3.2 Using T-PAS Scraper
17T-PAS Scraper is useful to access semantic and syntactic information about verbs and their arguments, which cannot be accessed in T-PAS online in aggregate (see Section 2). The basic idea that underlies T-PAS Scraper usage is to have an aggregated overview of the lists (i.e., columns) of data being extracted10.

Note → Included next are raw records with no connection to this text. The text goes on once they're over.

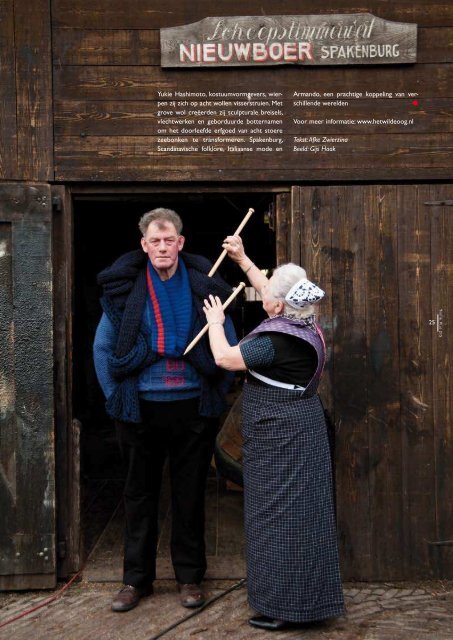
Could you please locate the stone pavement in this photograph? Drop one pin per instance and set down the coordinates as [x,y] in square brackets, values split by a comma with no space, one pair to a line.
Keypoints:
[422,611]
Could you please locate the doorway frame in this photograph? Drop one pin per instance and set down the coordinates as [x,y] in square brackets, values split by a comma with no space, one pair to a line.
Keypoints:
[67,427]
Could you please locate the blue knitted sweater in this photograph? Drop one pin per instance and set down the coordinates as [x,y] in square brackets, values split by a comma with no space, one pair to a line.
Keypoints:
[122,347]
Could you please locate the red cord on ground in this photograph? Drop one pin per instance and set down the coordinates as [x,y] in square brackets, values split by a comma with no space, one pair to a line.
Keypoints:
[43,604]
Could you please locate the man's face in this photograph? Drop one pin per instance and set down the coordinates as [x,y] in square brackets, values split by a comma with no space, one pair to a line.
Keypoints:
[162,244]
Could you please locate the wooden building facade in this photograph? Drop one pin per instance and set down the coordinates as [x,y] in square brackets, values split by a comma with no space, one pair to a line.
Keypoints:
[81,155]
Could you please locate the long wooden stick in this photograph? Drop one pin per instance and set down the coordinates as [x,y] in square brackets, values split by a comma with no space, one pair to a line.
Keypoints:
[201,333]
[236,233]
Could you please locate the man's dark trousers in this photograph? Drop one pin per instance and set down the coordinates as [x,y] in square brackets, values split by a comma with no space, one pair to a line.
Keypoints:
[172,429]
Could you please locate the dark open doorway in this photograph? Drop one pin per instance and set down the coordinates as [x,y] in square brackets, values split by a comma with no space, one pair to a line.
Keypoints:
[104,228]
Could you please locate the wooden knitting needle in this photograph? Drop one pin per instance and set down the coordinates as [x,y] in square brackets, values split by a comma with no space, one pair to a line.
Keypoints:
[201,333]
[236,233]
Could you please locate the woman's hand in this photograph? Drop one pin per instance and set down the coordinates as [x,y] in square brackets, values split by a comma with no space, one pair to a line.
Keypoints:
[213,310]
[234,248]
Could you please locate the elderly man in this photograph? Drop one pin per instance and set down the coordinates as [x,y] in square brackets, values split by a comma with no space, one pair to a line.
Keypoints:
[164,404]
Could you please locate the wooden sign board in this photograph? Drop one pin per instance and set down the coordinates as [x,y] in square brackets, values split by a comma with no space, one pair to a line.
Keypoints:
[314,40]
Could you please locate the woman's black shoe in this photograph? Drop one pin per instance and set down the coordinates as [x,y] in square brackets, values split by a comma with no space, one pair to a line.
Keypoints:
[263,622]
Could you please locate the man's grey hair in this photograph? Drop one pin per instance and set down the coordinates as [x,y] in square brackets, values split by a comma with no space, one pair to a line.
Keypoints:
[283,278]
[160,216]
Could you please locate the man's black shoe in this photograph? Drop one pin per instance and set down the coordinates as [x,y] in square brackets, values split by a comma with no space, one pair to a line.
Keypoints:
[128,597]
[191,595]
[271,624]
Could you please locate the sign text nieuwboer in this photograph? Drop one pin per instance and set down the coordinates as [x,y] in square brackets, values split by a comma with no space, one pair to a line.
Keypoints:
[270,40]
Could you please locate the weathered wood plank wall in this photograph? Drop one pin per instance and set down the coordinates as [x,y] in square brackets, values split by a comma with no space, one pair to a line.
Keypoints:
[385,254]
[107,73]
[27,459]
[26,120]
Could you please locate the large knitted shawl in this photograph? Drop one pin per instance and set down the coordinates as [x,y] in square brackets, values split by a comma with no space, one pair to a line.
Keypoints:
[125,291]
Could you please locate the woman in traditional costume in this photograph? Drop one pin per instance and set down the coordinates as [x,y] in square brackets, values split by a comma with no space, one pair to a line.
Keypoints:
[292,556]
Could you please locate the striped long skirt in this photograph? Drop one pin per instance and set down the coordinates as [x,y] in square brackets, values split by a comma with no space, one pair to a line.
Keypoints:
[292,555]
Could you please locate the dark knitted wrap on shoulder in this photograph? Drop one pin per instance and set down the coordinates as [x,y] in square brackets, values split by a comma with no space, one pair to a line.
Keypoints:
[125,291]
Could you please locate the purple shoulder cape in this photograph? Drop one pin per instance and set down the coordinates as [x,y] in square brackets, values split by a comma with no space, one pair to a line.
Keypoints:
[310,333]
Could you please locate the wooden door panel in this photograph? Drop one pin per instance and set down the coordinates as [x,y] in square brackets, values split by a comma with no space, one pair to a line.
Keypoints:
[440,206]
[27,525]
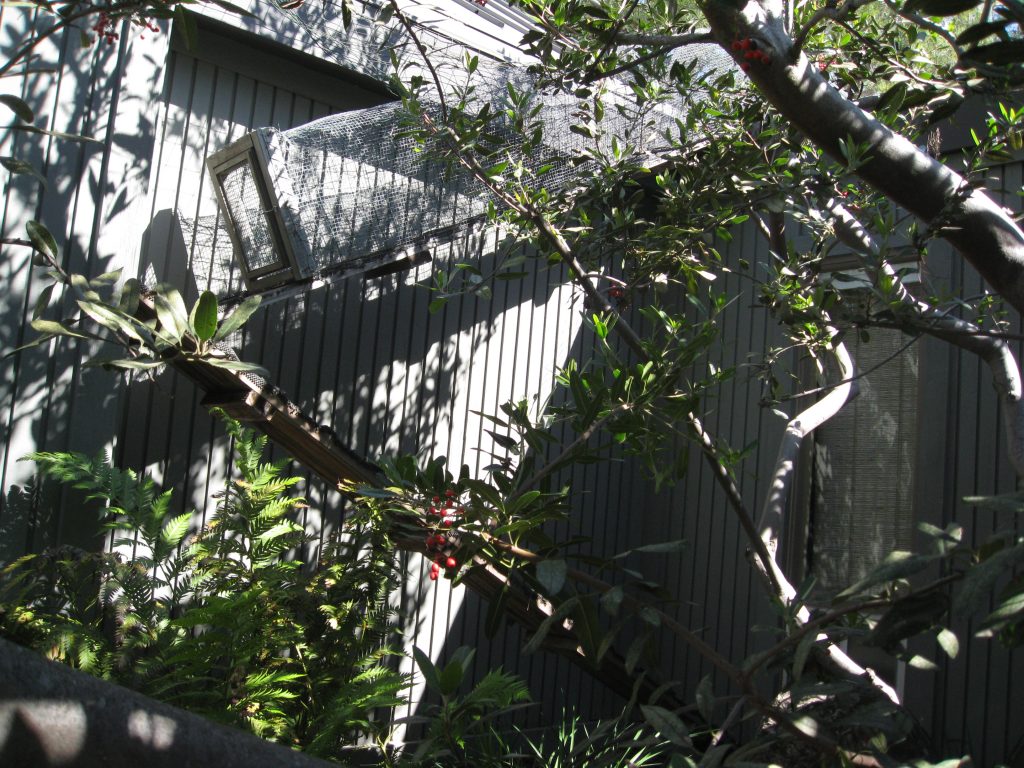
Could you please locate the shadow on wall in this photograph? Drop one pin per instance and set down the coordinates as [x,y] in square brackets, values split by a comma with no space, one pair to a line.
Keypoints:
[48,401]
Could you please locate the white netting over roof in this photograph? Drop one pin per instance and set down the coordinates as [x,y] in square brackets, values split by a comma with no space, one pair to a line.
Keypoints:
[353,185]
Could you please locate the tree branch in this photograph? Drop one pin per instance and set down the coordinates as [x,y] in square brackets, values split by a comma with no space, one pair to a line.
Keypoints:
[994,351]
[968,218]
[666,41]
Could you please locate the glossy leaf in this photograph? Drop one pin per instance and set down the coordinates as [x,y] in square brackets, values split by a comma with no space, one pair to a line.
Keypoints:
[237,318]
[204,316]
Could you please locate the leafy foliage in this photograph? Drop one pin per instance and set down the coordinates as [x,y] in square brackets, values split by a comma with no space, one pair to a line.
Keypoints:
[223,622]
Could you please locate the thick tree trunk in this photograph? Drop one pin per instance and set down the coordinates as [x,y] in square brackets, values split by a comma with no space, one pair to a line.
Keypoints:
[980,229]
[51,715]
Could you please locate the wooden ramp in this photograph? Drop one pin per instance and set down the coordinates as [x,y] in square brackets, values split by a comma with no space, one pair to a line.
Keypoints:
[248,399]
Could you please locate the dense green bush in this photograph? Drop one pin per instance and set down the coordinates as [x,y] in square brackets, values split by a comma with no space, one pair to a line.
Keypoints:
[222,622]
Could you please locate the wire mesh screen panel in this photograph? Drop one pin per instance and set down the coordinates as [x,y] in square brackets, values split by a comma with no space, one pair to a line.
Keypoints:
[249,212]
[863,467]
[350,189]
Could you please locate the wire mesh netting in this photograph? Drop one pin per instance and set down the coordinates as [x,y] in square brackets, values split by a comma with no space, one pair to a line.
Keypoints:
[352,186]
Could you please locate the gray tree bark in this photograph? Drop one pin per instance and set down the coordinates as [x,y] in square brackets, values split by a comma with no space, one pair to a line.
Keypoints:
[981,230]
[51,715]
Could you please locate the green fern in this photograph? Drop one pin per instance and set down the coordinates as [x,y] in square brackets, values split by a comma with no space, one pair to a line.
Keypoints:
[223,622]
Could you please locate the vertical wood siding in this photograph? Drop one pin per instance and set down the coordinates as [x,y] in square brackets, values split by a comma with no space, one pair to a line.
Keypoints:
[367,357]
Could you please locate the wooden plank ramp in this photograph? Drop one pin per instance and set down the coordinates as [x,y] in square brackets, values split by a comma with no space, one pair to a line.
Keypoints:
[249,399]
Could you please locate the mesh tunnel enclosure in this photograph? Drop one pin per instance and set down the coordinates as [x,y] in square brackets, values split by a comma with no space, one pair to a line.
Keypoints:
[354,192]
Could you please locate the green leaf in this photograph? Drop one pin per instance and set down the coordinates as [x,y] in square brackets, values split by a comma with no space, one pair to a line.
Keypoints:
[667,723]
[54,328]
[940,7]
[232,8]
[175,529]
[13,165]
[979,581]
[204,316]
[130,293]
[659,548]
[612,599]
[110,318]
[546,626]
[54,134]
[127,364]
[428,670]
[18,107]
[238,318]
[42,240]
[948,642]
[706,697]
[171,311]
[898,564]
[803,651]
[238,367]
[43,301]
[977,33]
[452,677]
[551,574]
[184,22]
[1003,52]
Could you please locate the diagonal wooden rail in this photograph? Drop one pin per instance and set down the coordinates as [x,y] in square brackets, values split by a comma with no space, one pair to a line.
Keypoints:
[265,408]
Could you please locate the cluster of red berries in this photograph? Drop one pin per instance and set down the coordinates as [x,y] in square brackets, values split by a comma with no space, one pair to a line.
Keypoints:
[437,543]
[150,26]
[750,51]
[104,28]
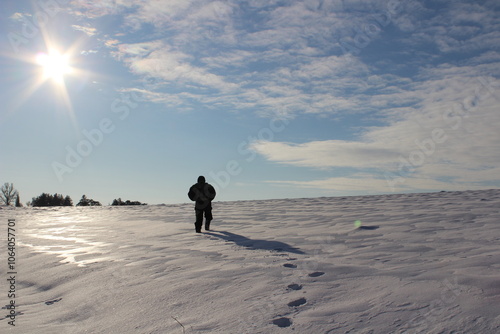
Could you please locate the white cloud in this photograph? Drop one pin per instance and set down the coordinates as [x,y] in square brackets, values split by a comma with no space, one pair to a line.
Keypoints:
[327,154]
[89,31]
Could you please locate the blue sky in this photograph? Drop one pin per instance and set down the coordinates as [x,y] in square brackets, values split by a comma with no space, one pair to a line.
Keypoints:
[267,99]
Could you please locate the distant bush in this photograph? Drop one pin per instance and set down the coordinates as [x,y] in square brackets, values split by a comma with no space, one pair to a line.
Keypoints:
[88,202]
[51,200]
[127,202]
[8,194]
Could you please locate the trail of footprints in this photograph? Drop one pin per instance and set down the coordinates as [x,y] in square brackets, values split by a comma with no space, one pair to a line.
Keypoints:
[283,321]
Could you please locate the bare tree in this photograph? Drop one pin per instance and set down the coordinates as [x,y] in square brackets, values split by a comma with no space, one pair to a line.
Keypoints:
[7,193]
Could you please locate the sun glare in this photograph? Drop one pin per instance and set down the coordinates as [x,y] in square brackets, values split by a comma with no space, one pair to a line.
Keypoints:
[54,65]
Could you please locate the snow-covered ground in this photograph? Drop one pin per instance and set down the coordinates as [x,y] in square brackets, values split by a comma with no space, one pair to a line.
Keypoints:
[419,263]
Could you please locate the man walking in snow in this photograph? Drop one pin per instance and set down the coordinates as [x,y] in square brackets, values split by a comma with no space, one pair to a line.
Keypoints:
[202,193]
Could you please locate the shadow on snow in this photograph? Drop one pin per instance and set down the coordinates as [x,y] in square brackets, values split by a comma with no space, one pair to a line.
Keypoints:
[240,240]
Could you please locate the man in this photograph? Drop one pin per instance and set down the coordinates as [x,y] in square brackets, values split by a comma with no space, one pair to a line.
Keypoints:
[203,193]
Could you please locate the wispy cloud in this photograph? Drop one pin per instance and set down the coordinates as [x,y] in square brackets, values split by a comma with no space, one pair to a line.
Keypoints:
[436,82]
[89,31]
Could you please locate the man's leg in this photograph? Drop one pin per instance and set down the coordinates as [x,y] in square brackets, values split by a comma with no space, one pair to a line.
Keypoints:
[199,220]
[208,218]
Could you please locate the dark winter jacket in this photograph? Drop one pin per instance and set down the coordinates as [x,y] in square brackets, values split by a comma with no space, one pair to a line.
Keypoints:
[203,194]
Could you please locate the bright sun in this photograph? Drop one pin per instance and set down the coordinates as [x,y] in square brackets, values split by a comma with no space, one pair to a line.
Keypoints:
[54,65]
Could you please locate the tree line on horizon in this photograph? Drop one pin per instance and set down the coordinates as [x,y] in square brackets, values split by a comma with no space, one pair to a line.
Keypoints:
[9,195]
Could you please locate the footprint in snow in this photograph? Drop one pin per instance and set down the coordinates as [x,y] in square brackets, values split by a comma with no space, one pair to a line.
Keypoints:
[297,302]
[295,286]
[282,322]
[50,302]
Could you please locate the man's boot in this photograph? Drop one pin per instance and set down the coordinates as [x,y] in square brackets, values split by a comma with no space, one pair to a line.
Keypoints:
[197,227]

18As for the verbs, one can visualize the complete list of the 1165 verbs with different information: the number of patterns for each verb (and what is the average number of patterns, as well as which verbs have the highest number of patterns); the frequency and per-million frequency in the corpus (to check whether the frequency is somehow related to the number of patterns of that specific verb). The entire inventory of 5326 patterns contained in T-PAS online, together with the related sense description is provided, both separately and jointly. Verbs in patterns can be registered differently from their base form (i.e., the infinitive) or show for examples reflexive uses, and therefore the entire list of the verb forms can be filtered in order to obtain those forms (e.g., lavarsi, Eng. ‘to wash yourself’).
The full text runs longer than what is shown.